His new movie, Revolutionary Road, debuted in major US cities yesterday and will expand around the United States in coming weeks. But already the movie, which is based on Richard Yates’ acclaimed novel about a frustrated suburban couple living in the 1950s, has earned widespread acclaim.

Revolutionary Road stars Leonardo DiCaprio and Kate Winslet (Mendes’ wife) as the couple, Frank and April Wheeler, and Mendes took to talk to Reuters about his new movie.

Q: Yates novel has been read for decades, but it is set in the 1950s. What is it about the story that makes it timeless?

A: It deals with this idea, that I think a lot of people – friends of mine, contemporaries and even me myself at certain points have felt – which is that you somehow find yourself living a life you hadn’t quite expected and certainly one that you didn’t really want to live. You find yourself compromising the ideals and the dreams you had when you were younger.

Q: As audience members, it is difficult to look at Frank and April’s marriage and not compare it to our own. Do you see any of your marriage in the lives of Frank and April?

A: I don’t know about my own marriage. It is a cautionary tale. So if I said, ‘I saw a lot of my own marriage in it,’ I think it would be slightly worrying.

But I do feel like I see myself and many of my friends, my male friends, in Frank. I think Yates achieves this iconic couple partly because he does write men and women so well and they seem so different. He understands the guilt-tripping and the vulnerability and the manipulation of men on some level. And he also understands the mystery and the unknowability of women, certainly through men’s eyes.

Q: We all have dreams and so much of Revolutionary Road deals with unfulfilled dreams. Have you had any dreams of your own that were perhaps unfulfilled at this point?

A: All sporting dreams, along with pretty much every other boy who ever lived. My career as a director really happened in my early 20s (and) it was always a surprise that I did as well as I did in the theatre. Frankly until I was at least 30, I would have been a professional sportsman. If given half a chance, I’d say ‘yes’ to it now.

Q: What sport did you want to play as a kid?

A: Cricket.
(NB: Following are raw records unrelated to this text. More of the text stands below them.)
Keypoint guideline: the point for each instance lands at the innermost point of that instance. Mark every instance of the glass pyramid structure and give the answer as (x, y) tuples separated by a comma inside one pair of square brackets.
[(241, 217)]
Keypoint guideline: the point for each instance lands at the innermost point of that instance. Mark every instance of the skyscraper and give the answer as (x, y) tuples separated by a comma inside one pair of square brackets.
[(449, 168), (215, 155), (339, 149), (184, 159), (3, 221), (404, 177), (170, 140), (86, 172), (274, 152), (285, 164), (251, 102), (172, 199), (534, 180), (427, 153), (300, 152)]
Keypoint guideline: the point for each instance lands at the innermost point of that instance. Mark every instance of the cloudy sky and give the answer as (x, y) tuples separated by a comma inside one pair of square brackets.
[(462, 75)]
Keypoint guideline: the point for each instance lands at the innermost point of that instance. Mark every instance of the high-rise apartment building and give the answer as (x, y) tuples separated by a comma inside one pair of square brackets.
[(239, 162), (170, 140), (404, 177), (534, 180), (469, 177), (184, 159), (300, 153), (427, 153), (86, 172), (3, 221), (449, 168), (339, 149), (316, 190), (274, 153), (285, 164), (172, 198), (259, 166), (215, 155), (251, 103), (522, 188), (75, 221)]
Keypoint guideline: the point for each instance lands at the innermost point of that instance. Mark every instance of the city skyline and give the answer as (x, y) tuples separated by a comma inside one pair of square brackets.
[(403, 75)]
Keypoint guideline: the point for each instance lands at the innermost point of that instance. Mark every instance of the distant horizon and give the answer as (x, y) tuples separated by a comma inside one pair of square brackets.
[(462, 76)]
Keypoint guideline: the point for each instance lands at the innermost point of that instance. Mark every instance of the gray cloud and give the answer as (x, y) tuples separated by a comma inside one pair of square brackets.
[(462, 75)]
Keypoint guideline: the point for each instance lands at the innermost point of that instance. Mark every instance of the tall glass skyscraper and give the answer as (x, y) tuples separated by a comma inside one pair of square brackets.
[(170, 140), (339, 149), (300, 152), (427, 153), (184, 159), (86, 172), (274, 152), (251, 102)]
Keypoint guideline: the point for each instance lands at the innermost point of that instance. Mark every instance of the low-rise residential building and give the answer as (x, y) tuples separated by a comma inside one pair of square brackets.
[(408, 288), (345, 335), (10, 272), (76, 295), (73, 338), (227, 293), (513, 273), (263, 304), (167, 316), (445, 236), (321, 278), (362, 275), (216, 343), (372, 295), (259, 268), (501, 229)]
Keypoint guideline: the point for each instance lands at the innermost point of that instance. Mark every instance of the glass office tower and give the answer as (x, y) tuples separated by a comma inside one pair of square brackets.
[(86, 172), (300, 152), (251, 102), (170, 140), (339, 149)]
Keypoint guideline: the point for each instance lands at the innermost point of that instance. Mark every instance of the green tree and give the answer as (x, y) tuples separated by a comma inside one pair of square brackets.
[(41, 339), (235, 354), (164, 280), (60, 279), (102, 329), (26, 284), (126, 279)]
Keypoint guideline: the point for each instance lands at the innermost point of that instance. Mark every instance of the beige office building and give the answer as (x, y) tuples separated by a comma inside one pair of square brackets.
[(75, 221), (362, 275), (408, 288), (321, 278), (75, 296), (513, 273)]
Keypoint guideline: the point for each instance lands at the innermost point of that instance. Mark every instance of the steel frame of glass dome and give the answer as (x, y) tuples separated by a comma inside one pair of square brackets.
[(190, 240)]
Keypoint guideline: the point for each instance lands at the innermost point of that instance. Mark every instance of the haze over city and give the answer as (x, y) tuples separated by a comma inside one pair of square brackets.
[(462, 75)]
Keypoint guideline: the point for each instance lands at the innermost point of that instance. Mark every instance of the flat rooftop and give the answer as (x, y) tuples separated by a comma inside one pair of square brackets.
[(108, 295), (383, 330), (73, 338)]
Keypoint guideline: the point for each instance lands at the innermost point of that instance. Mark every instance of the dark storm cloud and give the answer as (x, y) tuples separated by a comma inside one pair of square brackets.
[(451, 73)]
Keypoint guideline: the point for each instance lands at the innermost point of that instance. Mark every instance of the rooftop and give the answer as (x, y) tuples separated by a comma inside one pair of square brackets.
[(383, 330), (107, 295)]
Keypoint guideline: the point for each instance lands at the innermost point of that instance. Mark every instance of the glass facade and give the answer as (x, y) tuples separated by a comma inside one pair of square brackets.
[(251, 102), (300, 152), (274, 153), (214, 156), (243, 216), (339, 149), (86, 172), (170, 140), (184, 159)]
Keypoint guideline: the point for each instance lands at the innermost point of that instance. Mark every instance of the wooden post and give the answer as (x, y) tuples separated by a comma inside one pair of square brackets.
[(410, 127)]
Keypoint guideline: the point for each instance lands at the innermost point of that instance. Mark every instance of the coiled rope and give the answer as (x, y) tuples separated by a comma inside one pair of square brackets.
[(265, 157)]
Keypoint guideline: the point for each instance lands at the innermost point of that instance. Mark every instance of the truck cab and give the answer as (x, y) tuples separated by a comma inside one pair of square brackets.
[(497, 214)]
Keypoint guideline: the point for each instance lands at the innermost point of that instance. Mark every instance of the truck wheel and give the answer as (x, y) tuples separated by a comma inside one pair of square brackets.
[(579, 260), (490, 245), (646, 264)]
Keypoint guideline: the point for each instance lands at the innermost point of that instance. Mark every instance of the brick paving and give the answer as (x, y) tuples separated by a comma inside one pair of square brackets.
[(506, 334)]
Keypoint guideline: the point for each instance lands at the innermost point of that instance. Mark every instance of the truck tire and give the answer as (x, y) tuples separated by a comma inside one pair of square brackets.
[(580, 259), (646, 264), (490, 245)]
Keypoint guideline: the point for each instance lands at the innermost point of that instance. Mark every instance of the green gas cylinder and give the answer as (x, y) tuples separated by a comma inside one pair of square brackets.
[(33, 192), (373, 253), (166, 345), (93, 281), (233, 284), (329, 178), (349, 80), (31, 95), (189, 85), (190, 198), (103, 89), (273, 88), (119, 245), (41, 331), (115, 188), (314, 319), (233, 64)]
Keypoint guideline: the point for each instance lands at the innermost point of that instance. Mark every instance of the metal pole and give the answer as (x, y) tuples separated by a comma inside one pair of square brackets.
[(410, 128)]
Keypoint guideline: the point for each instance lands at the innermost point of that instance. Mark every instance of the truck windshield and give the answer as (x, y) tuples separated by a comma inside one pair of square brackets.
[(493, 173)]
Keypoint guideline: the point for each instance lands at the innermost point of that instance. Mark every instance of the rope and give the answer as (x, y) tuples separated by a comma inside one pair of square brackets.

I’m a big cricket fan.

Q: What about your wife, Kate, surprised you when you began working with her on set?

A: Her relentless attention to detail. She’s very, very dogged and she wants to make very, very precise decisions before she starts. And then, when she does a couple of takes and she’s got what she wanted to get on film, then she’s very, very free and basically will go any direction you push her.

But the big thing for me was just how much fun she was. She’s very warm with the crew, a very good company leader, and I found myself actually a bit in awe of that sometimes.

I was just relieved that it was better than I had hoped, and that we didn’t have any major rows. Put it this way, if you spend 14 hours-a-day staging enormous rows and fights between a married couple on a movie set, the last thing you’re going to do when you go home with your wife is to have a row.

Q: So you had some concerns, then, wondering if your husband and wife relationship might get in the way of your professional relationship as director and actress?

A: I wanted it to be – we had been married I think four years, five years, before we even worked together – and I wanted it to be special for her. I wanted it to be a special experience. My concern was that she would find me less exciting than other directors she worked with. I think her concern was that I would find her less exciting than other actors.

It’s all fundamental insecurity, nothing unexpected. But when I know that she has worked with Peter Jackson, Ang Lee, Jim Cameron etc., etc., etc., then I’m going to think, ‘Christ, I hope I’m up there with the great directors that she’s worked with.’ And she was thinking the same about me. So it was more to do with hoping that the experience would be a good one.

Q: So much has been made of Titanic stars Kate and Leo back together. You have said that because they knew each, they could be more free with raw emotions. Why is that important?

A: They have a very similar work ethic and can make each other laugh. You have to believe they’ve been together seven or eight years, and as it happens, they’ve known each other for the same period of life the characters have been married.

When you are in a very brutal, honest relationship like the one in the movie, to have the ability to suddenly spring surprises on the other actor and have them not be offended – suddenly start screaming or doing something quite violent and know that the actor will just go with you – that led to some really exciting things, and I think the evidence is on screen.

Q: You’ve also said you don’t see this as a dark tale or grim story, and that seems surprising given its subject.

A: Dark is true. The wrong word I feel is depressing. For me tragedy, which is what this is a great romantic tragedy, is not depressing. Romeo and Juliet or On the Waterfront or Streetcar (A Streetcar Named Desire) these are not depressing movies. When you see something done well it is uplifting.

I feel like sad and serious is good, in this case. It doesn’t necessarily mean depressing or grim. I think those are by definition negative words. This, in its own way, is uplifting but for different reasons than a comedy.